6. Finish and serve immediately. Drain on a wire rack (not paper towels — they trap steam against the bottom and make it soggy). Hit them with sea salt flakes while they're still glistening. Eat within five minutes. This is not a dish that waits. A fiore di zucca that has sat on a plate for ten minutes is a completely different — and vastly inferior — object to one eaten thirty seconds after frying.
What to drink with them
Fiori di zucca are delicate. The filling is rich but not heavy. The batter is crisp but thin. The anchovy provides salt and umami but doesn't dominate. You need a drink that respects this balance rather than bulldozing through it.
- Prosecco — straight, cold, and dry. If you don't want bitterness at all, a good Prosecco Brut lets the flower speak for itself. The bubbles cut the oil, the acidity lifts the ricotta, and you stay out of the way.
- Select Spritz — slightly more herbal and less sweet than Aperol, Select adds a botanical layer that mirrors the vegetal quality of the courgette blossom itself. An underrated pairing.
- Vermentino — if you want still wine, a cold Vermentino from Sardinia or Liguria is your best option.
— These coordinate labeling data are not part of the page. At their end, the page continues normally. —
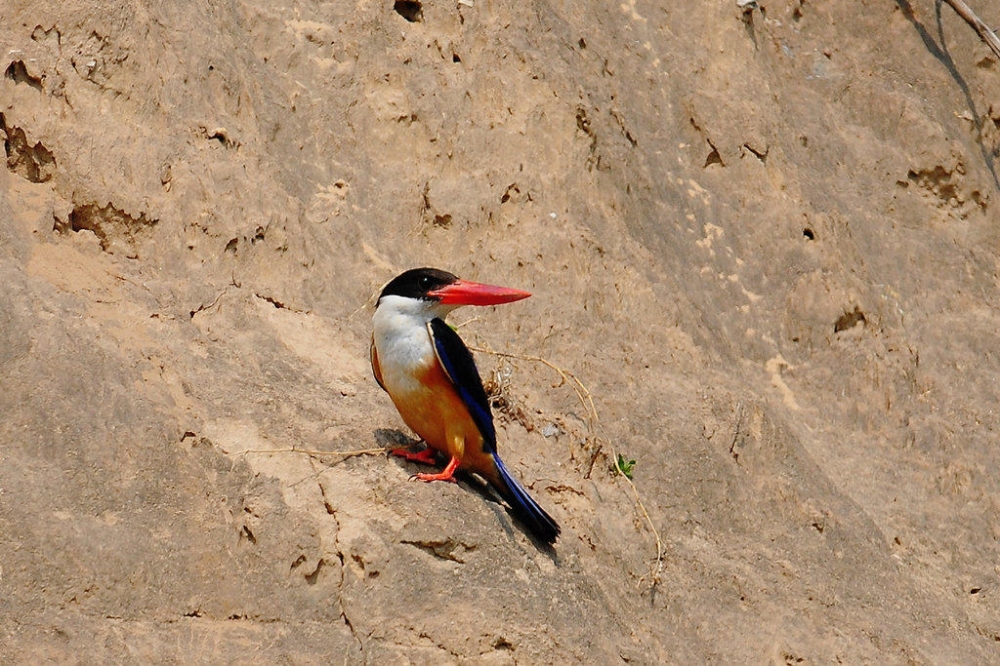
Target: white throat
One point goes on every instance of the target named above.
(401, 336)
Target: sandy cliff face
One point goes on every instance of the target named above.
(766, 243)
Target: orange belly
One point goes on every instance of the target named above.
(436, 413)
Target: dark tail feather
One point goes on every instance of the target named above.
(525, 508)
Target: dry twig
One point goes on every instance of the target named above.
(587, 400)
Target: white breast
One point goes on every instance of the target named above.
(403, 342)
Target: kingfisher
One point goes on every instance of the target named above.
(431, 377)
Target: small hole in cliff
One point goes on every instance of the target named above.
(18, 73)
(849, 320)
(411, 10)
(713, 157)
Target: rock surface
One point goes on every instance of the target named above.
(765, 243)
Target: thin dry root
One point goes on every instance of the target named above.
(593, 422)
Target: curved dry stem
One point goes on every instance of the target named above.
(587, 400)
(582, 392)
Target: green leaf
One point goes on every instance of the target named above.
(624, 467)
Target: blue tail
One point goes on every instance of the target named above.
(525, 508)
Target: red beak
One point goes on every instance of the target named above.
(463, 292)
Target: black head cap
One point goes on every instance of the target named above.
(416, 282)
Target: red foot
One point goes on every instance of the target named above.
(446, 475)
(425, 456)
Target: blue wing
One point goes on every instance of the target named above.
(458, 364)
(457, 361)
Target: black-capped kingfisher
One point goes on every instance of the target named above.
(429, 373)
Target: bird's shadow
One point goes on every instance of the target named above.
(390, 438)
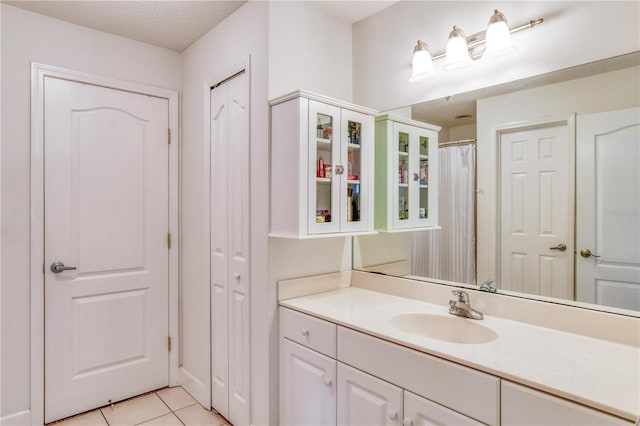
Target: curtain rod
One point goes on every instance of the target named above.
(458, 142)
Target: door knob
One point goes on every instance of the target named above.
(57, 267)
(587, 253)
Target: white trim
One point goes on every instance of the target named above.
(324, 99)
(38, 74)
(496, 132)
(20, 418)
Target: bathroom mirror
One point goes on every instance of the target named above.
(606, 85)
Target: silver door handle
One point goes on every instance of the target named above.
(587, 253)
(57, 267)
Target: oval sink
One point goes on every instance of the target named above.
(446, 328)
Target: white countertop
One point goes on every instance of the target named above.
(596, 373)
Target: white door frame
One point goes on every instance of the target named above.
(496, 132)
(38, 74)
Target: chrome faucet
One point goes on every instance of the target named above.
(461, 306)
(486, 286)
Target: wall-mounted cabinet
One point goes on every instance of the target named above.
(406, 180)
(322, 153)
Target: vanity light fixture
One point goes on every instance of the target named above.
(422, 61)
(461, 50)
(457, 50)
(498, 37)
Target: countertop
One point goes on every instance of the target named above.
(593, 372)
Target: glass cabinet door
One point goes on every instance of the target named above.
(423, 180)
(324, 173)
(356, 189)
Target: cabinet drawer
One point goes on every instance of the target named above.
(421, 411)
(462, 389)
(524, 406)
(312, 332)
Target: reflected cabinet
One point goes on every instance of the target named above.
(406, 174)
(321, 167)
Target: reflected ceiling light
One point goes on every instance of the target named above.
(422, 62)
(498, 37)
(457, 50)
(496, 40)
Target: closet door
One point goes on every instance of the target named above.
(229, 250)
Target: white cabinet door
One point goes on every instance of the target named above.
(419, 411)
(524, 406)
(365, 400)
(309, 387)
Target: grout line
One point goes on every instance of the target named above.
(170, 409)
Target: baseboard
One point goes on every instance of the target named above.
(195, 387)
(21, 418)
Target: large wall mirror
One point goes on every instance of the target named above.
(563, 228)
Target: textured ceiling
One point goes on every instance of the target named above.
(171, 24)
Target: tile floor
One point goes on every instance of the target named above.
(164, 407)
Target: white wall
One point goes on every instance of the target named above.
(242, 34)
(28, 37)
(309, 49)
(573, 32)
(604, 92)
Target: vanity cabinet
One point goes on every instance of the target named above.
(406, 174)
(329, 376)
(525, 406)
(308, 370)
(308, 388)
(322, 153)
(367, 400)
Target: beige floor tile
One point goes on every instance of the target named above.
(176, 398)
(136, 410)
(195, 415)
(166, 420)
(92, 418)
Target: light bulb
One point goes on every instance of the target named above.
(498, 37)
(422, 63)
(457, 50)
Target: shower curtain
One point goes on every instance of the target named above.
(449, 253)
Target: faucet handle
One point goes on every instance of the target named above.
(462, 296)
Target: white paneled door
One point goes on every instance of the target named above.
(536, 212)
(608, 209)
(106, 252)
(230, 249)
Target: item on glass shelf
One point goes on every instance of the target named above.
(320, 169)
(328, 173)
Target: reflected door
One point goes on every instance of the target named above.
(608, 209)
(536, 215)
(106, 217)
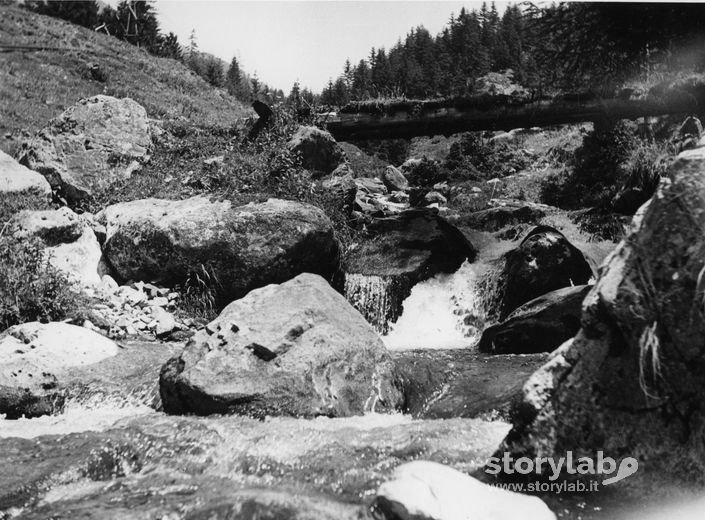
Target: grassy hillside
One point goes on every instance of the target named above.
(39, 84)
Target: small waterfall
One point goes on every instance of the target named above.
(378, 298)
(446, 311)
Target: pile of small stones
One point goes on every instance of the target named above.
(138, 309)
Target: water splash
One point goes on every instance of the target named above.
(445, 311)
(378, 298)
(77, 416)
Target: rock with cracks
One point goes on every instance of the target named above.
(296, 349)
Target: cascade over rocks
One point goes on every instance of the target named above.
(544, 261)
(93, 143)
(319, 151)
(406, 249)
(295, 349)
(632, 382)
(70, 244)
(36, 358)
(15, 178)
(240, 248)
(541, 325)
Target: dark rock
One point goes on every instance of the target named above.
(406, 249)
(541, 325)
(394, 180)
(442, 384)
(297, 349)
(496, 218)
(632, 381)
(543, 262)
(319, 151)
(238, 249)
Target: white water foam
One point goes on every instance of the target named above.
(76, 417)
(441, 313)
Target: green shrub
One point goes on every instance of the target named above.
(31, 288)
(477, 158)
(610, 160)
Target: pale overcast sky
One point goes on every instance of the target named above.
(285, 41)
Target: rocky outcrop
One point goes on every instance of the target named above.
(631, 382)
(319, 152)
(293, 349)
(36, 357)
(232, 249)
(15, 178)
(92, 144)
(431, 491)
(541, 325)
(394, 179)
(543, 262)
(70, 244)
(510, 213)
(406, 249)
(443, 383)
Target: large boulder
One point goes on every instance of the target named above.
(36, 358)
(544, 261)
(424, 490)
(239, 248)
(16, 178)
(89, 146)
(318, 149)
(541, 325)
(632, 382)
(70, 244)
(394, 180)
(405, 249)
(294, 349)
(509, 213)
(443, 383)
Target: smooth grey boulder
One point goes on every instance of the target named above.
(296, 349)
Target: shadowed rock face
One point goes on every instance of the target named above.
(540, 325)
(294, 349)
(93, 143)
(239, 248)
(406, 249)
(544, 261)
(632, 381)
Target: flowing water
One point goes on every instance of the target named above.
(107, 457)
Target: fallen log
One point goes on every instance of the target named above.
(408, 119)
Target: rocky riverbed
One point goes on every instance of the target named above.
(373, 382)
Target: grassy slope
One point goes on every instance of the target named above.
(36, 86)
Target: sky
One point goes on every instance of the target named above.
(288, 41)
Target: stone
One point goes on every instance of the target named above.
(371, 186)
(541, 325)
(16, 178)
(404, 249)
(544, 261)
(245, 247)
(433, 197)
(317, 148)
(35, 358)
(92, 144)
(394, 179)
(297, 349)
(432, 491)
(70, 245)
(511, 213)
(631, 383)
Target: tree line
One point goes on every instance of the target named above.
(135, 21)
(563, 46)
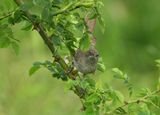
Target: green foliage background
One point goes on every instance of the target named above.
(131, 41)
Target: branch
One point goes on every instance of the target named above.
(69, 7)
(7, 15)
(46, 38)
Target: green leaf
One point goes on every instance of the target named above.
(28, 26)
(15, 47)
(56, 40)
(36, 66)
(85, 42)
(26, 6)
(33, 70)
(158, 62)
(118, 73)
(4, 41)
(101, 67)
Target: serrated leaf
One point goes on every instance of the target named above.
(85, 42)
(33, 69)
(4, 41)
(101, 67)
(118, 73)
(27, 27)
(26, 6)
(15, 47)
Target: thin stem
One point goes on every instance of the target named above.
(142, 99)
(7, 15)
(46, 38)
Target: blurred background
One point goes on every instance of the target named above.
(131, 42)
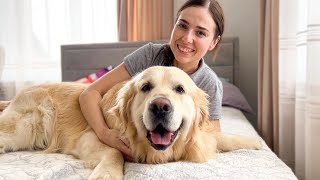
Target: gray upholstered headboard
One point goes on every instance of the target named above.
(83, 59)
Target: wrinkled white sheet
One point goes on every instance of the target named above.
(240, 164)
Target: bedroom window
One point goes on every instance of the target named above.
(32, 31)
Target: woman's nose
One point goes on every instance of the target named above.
(188, 37)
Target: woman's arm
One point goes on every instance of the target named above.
(89, 102)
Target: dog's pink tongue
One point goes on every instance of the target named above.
(158, 139)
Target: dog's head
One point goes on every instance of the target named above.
(163, 109)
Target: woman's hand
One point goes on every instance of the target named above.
(113, 138)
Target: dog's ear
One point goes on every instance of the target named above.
(123, 102)
(202, 111)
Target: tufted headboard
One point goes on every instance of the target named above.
(80, 60)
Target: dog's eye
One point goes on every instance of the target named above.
(146, 87)
(180, 89)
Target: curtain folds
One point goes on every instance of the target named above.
(299, 83)
(268, 124)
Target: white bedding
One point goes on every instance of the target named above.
(240, 164)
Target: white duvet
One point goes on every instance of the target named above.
(240, 164)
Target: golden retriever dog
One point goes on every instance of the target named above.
(161, 111)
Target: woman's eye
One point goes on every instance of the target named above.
(146, 87)
(182, 26)
(201, 33)
(179, 89)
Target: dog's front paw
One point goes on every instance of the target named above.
(104, 176)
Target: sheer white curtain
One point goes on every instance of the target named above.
(299, 75)
(31, 32)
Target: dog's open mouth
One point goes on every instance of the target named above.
(161, 138)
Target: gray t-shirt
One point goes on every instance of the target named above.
(152, 55)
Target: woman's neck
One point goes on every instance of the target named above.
(189, 68)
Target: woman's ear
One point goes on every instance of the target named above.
(214, 43)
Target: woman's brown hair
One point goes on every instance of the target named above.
(214, 9)
(217, 16)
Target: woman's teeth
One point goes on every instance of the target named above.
(186, 50)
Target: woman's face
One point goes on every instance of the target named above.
(192, 35)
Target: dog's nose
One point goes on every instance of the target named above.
(160, 107)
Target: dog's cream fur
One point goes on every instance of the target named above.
(47, 117)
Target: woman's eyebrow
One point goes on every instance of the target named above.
(199, 27)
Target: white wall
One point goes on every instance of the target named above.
(241, 20)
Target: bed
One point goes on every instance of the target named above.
(81, 60)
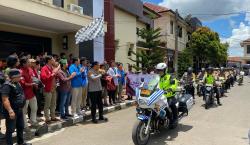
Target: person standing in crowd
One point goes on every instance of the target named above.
(104, 85)
(35, 66)
(76, 84)
(12, 62)
(95, 92)
(121, 81)
(129, 89)
(84, 66)
(28, 85)
(48, 79)
(113, 72)
(2, 80)
(13, 102)
(64, 89)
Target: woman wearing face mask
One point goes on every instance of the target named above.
(64, 89)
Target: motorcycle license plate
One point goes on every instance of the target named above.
(142, 117)
(145, 92)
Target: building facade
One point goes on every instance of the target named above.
(124, 19)
(246, 45)
(38, 26)
(170, 26)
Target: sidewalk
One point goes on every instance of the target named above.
(70, 122)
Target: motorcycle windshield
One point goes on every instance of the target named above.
(150, 85)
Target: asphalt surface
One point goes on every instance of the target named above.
(223, 125)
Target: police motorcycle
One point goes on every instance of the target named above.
(209, 95)
(219, 85)
(200, 84)
(153, 111)
(240, 77)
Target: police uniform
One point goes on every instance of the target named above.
(15, 95)
(168, 82)
(211, 80)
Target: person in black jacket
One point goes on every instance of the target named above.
(13, 101)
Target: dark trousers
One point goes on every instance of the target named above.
(218, 92)
(96, 100)
(190, 90)
(40, 101)
(11, 124)
(172, 104)
(111, 95)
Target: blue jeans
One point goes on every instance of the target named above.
(64, 103)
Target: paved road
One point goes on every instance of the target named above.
(224, 125)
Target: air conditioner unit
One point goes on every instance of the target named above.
(75, 8)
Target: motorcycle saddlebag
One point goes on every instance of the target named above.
(185, 102)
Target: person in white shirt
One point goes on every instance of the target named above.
(113, 72)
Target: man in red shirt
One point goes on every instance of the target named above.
(27, 85)
(48, 74)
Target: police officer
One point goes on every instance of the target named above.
(188, 78)
(201, 78)
(168, 84)
(209, 79)
(13, 101)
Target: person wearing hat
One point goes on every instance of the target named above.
(13, 102)
(95, 92)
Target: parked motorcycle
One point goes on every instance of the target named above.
(153, 111)
(209, 95)
(200, 85)
(240, 79)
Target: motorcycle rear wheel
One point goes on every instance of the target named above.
(138, 135)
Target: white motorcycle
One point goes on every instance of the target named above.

Mineral, saline, just enough weight to match the fried coating without overwhelming the filling.
The default — and the one you'll see in every Roman bar — is an Aperol Spritz. The gentle bitterness and the orange sweetness sit alongside the blossom without competing with the anchovy, and the orange in the glass against the orange of the flower is its own small visual pleasure. Nine times out of ten this is what you want.
What to avoid: anything too bitter or too strong. A Negroni will flatten the delicacy of the flower. A Campari Spritz will overpower the ricotta. Cynar is wrong here — save it for something with more umami heft, like sarde in saor or aged cheese. The rule is simple: if the drink is louder than the food, you've chosen the wrong drink.
The Roman calendar
Fiori di zucca follow a strict seasonal rhythm that Romans treat as non-negotiable. The flowers appear in markets from late May through early October, peaking in June and July. This is when every pizzeria al taglio in Rome puts them in the display case. This is when the forni on every street corner stack them in rows behind the glass. This is when you eat them — not because you can't get courgette flowers from a greenhouse in February, but because doing so would be a kind of culinary dishonesty that Romans have no patience for.
The season is short. The flowers are fragile. The window between perfect and past-it is measured in hours, not days. And this is precisely what makes them worth the trouble — the same reason that aperitivo hour itself has boundaries. Constraints create meaning. A fiore di zucca in January is just a fried flower. A fiore di zucca in June, eaten at a Roman bar at 7pm with an Aperol Spritz sweating in your other hand, is a small act of seasonal devotion that this city has been performing for generations.